Pertemuan itu terjadi sehari setelah Pyongyang menembakkan rudal anti-pesawat yang baru dikembangkan, yang terbaru dalam serangkaian uji coba senjata baru-baru ini termasuk peluncuran rudal hipersonik yang sebelumnya tidak terlihat, rudal balistik dan rudal jelajah dengan kemampuan nuklir potensial.

Jo Chol Su, direktur Departemen Organisasi Internasional Kementerian Luar Negeri Korea Utara, mengatakan pertemuan DK PBB berarti “ketidaktahuan terbuka dan perambahan nakal” pada kedaulatannya dan “provokasi serius yang tidak dapat ditoleransi.”
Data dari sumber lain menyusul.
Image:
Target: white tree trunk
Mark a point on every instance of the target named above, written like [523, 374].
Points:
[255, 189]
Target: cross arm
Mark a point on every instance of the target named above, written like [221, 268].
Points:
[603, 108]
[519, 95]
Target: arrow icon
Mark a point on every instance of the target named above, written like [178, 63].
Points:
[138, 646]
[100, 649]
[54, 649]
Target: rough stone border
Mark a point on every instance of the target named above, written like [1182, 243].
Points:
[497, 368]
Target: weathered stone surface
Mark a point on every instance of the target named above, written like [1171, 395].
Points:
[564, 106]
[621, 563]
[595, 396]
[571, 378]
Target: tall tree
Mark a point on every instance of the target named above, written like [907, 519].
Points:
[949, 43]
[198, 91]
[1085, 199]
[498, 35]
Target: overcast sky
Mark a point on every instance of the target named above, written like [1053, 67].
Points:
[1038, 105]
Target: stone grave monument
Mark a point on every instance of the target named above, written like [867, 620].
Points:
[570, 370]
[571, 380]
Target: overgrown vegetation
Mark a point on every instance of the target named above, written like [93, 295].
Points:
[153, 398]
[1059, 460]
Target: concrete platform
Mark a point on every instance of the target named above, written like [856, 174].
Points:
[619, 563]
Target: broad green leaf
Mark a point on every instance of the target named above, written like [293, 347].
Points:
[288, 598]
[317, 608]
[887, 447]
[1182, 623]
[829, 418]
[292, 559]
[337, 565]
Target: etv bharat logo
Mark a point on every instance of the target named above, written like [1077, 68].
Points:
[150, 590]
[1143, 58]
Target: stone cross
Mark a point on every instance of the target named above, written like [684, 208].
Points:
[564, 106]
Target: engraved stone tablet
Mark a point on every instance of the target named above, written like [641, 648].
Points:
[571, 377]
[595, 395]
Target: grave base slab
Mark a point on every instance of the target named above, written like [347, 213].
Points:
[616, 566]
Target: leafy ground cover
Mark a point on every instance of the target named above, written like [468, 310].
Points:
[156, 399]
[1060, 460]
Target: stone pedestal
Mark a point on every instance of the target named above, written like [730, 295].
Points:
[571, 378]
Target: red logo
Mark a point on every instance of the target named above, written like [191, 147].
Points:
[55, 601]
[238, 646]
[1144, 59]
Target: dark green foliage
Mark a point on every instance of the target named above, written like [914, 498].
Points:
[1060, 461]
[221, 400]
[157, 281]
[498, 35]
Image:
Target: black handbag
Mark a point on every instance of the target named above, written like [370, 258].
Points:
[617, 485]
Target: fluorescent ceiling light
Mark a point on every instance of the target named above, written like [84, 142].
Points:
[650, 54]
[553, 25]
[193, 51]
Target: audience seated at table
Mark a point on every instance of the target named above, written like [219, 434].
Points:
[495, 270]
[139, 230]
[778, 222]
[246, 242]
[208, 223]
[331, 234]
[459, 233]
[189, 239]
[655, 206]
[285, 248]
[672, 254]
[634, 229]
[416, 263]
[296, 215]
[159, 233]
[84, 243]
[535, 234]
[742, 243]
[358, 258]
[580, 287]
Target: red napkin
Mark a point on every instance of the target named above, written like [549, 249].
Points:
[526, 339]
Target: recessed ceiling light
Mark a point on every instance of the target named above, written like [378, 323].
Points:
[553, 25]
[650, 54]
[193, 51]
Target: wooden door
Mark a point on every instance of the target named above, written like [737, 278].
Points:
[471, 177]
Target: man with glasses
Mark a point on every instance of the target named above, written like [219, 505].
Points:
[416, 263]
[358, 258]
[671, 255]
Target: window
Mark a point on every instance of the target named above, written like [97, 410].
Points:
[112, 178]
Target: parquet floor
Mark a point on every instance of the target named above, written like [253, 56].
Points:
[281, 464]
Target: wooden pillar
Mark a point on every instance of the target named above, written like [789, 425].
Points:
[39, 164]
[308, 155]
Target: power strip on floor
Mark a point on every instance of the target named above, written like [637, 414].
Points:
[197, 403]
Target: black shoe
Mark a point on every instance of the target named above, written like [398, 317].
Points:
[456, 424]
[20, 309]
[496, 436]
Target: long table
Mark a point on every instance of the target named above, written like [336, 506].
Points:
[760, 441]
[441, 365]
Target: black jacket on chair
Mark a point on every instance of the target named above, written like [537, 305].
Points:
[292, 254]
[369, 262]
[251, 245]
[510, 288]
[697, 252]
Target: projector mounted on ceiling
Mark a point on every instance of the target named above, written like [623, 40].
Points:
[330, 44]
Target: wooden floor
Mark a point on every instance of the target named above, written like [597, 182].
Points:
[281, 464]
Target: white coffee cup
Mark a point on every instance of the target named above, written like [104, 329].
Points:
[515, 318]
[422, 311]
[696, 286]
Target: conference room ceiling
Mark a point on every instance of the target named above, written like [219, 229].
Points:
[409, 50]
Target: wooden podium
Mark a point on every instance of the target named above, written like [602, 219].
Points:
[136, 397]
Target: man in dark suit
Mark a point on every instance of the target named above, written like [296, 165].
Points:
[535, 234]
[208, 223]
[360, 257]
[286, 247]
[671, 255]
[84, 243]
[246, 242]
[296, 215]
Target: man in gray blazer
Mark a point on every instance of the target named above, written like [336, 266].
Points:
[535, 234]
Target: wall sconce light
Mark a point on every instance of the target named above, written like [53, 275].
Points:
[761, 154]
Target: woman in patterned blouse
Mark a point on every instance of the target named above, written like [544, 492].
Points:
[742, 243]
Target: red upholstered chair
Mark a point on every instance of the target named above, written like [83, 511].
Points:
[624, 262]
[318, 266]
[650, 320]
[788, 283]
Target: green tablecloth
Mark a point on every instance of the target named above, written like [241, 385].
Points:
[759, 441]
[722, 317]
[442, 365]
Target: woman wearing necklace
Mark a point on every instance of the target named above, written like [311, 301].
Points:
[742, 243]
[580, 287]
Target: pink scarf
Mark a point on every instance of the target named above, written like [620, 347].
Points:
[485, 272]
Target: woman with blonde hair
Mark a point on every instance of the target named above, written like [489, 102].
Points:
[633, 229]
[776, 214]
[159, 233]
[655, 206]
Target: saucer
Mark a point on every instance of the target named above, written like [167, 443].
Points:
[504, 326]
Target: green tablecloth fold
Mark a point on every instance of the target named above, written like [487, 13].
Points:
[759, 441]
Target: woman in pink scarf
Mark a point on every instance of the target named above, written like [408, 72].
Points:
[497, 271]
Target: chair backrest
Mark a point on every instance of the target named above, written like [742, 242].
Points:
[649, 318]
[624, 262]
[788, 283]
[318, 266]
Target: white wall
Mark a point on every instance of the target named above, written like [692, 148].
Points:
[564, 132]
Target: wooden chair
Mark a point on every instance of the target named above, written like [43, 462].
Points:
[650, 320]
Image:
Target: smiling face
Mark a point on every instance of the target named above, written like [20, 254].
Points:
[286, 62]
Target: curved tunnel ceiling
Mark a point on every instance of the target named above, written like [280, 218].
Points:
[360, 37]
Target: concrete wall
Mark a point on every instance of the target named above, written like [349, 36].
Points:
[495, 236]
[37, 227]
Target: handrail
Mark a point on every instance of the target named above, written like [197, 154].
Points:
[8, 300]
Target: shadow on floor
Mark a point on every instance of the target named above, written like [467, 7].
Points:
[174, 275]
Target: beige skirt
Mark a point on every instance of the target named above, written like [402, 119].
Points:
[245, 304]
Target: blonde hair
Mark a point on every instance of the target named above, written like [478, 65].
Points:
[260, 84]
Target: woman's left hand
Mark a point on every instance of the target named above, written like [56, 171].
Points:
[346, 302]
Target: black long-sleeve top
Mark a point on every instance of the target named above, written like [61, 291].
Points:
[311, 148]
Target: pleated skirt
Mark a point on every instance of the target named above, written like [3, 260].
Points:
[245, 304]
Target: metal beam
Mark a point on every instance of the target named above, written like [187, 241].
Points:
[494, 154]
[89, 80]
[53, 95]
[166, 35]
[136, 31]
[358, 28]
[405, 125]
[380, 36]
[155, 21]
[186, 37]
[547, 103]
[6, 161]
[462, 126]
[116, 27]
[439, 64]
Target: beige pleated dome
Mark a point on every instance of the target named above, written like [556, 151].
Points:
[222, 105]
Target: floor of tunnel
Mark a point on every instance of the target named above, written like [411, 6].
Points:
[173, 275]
Jo menuduh Dewan berstandar ganda karena tetap diam tentang latihan militer gabungan AS dan uji coba senjata dengan sekutu, sambil mempermasalahkan kegiatan "membela diri" Korea Utara.

"Ini adalah penolakan terhadap ketidakberpihakan, objektivitas dan keseimbangan, jalur kehidupan kegiatan PBB, dan manifestasi nyata dari standar kesepakatan ganda," kata Jo dalam sebuah pernyataan yang dibawa oleh kantor berita resmi KCNA.